The minister said that one of the exponents of the smear campaign against Brazil is American actor Leonardo DiCaprio, who regularly publishes publications aimed at conveying that The minister said that environmental management in the South American country is out of control.
“Leonardo DiCaprio doesn’t know the Amazon. He went fishing and walking there and didn’t really know the Amazon. Twenty million Brazilians live there, and we want to give them their dignity too,” Montes said.
Montes explained that in Congress they are pushing a legislative project to legalize land in the Amazon to identify all landowners in the region so that they can be sanctioned if illegal activities are detected in the form of deforestation or illicit extraction of natural resources.
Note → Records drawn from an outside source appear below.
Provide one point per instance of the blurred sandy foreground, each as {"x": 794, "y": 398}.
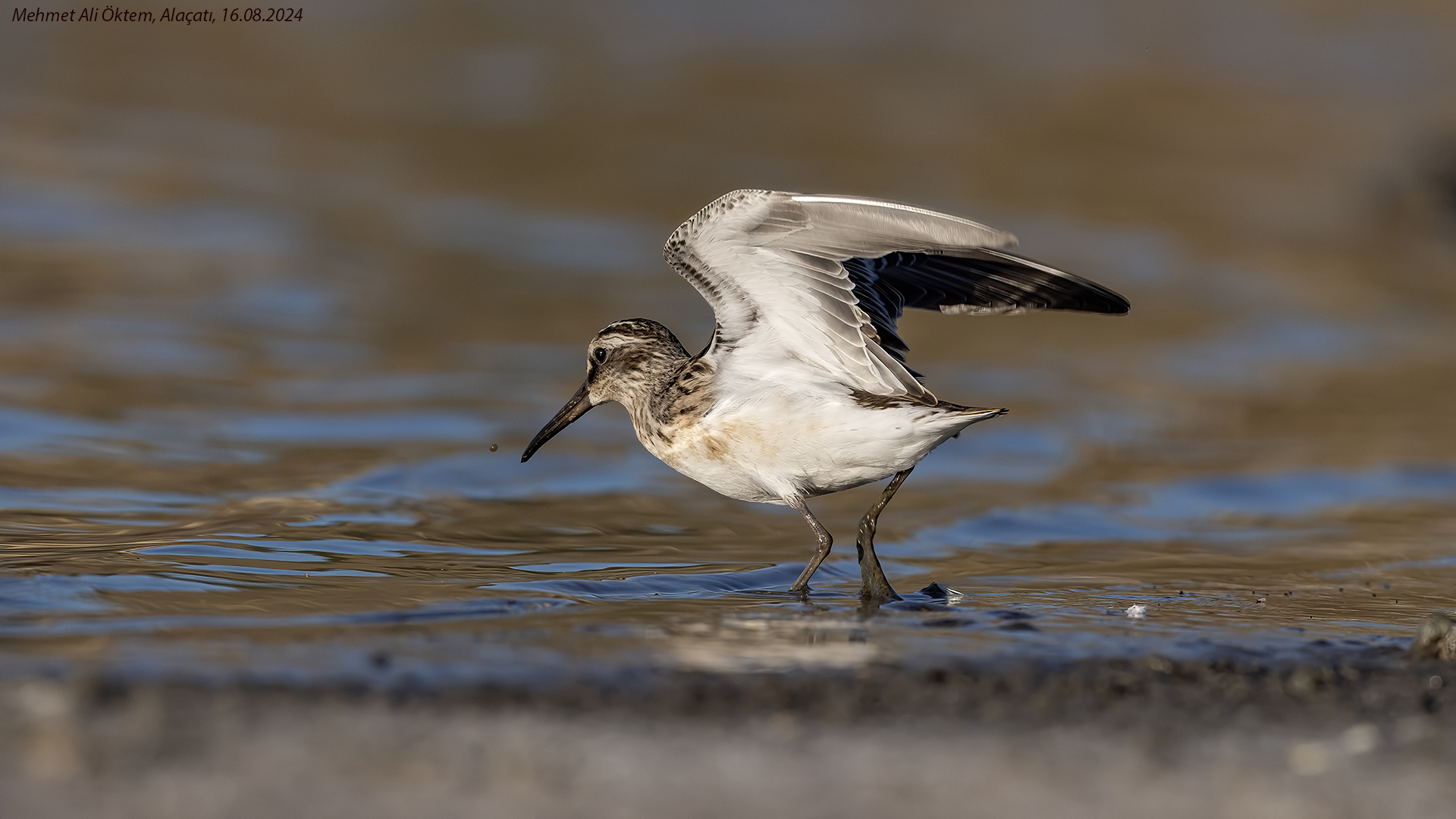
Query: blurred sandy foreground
{"x": 1360, "y": 736}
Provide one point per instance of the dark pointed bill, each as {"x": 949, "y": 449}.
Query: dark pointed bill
{"x": 574, "y": 409}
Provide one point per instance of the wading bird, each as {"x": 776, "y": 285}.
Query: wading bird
{"x": 802, "y": 390}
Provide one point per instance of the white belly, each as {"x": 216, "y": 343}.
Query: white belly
{"x": 775, "y": 447}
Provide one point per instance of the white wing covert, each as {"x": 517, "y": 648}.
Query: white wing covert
{"x": 774, "y": 268}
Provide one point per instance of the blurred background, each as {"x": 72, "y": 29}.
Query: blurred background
{"x": 281, "y": 303}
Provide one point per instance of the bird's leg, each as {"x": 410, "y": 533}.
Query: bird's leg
{"x": 874, "y": 585}
{"x": 801, "y": 586}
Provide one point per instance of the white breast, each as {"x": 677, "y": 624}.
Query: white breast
{"x": 778, "y": 445}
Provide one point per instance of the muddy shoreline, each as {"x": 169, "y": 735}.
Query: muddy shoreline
{"x": 1335, "y": 733}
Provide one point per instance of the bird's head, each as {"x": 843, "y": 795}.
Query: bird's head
{"x": 625, "y": 362}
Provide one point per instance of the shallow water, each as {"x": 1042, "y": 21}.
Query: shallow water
{"x": 277, "y": 319}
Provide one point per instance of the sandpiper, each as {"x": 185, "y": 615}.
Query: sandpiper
{"x": 802, "y": 390}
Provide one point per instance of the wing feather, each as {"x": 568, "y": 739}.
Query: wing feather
{"x": 821, "y": 280}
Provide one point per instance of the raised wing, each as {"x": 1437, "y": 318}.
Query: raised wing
{"x": 823, "y": 279}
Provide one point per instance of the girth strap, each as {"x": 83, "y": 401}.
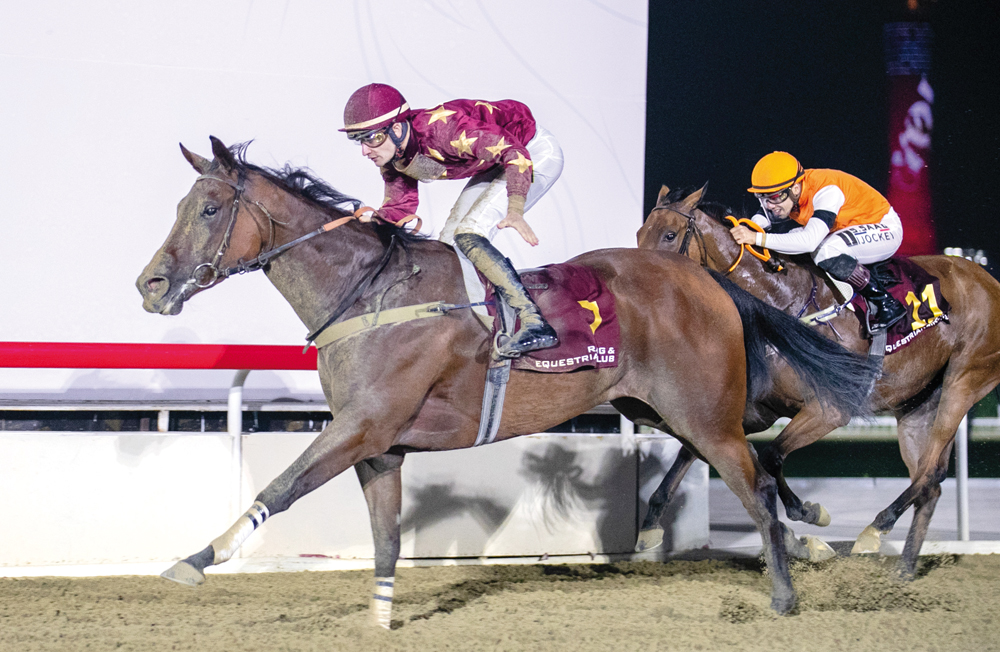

In this sense, the minister said that the four Mercosur member countries must adopt a common position on this matter because “we must show the world that we have sustainable production.” Of course, this requires that the agricultural policies of Brazil, Argentina, Uruguay, and Paraguay coincide in some fundamental aspects.
“Farmers and the government must be friends and speak the same language: both need each other. There must be no confrontation between the two,” Montes said.

“Here in Brazil, some time ago, there was a confrontation between the two sectors: the government was against the big players of the sector and used the small producer to turn him against the bigger ones. Many of these small farmers did not have title deeds and therefore did not have access to credit. They were used politically to stir up internal conflicts,” he explained, referring to the conflicts with the Landless Rural Workers Movement (MST) at the time.
“But with the upgrading of small producers, a period of peace began in the sector, and the conflicts and land invasions disappeared. And the big producers began to produce more and more and fly farther and farther away, while the small producers began to live with dignity,” he added.
The official noted that government subsidies to agriculture represent 1.5% of the value of Brazilian agricultural production and that most of these subsidies go to small producers.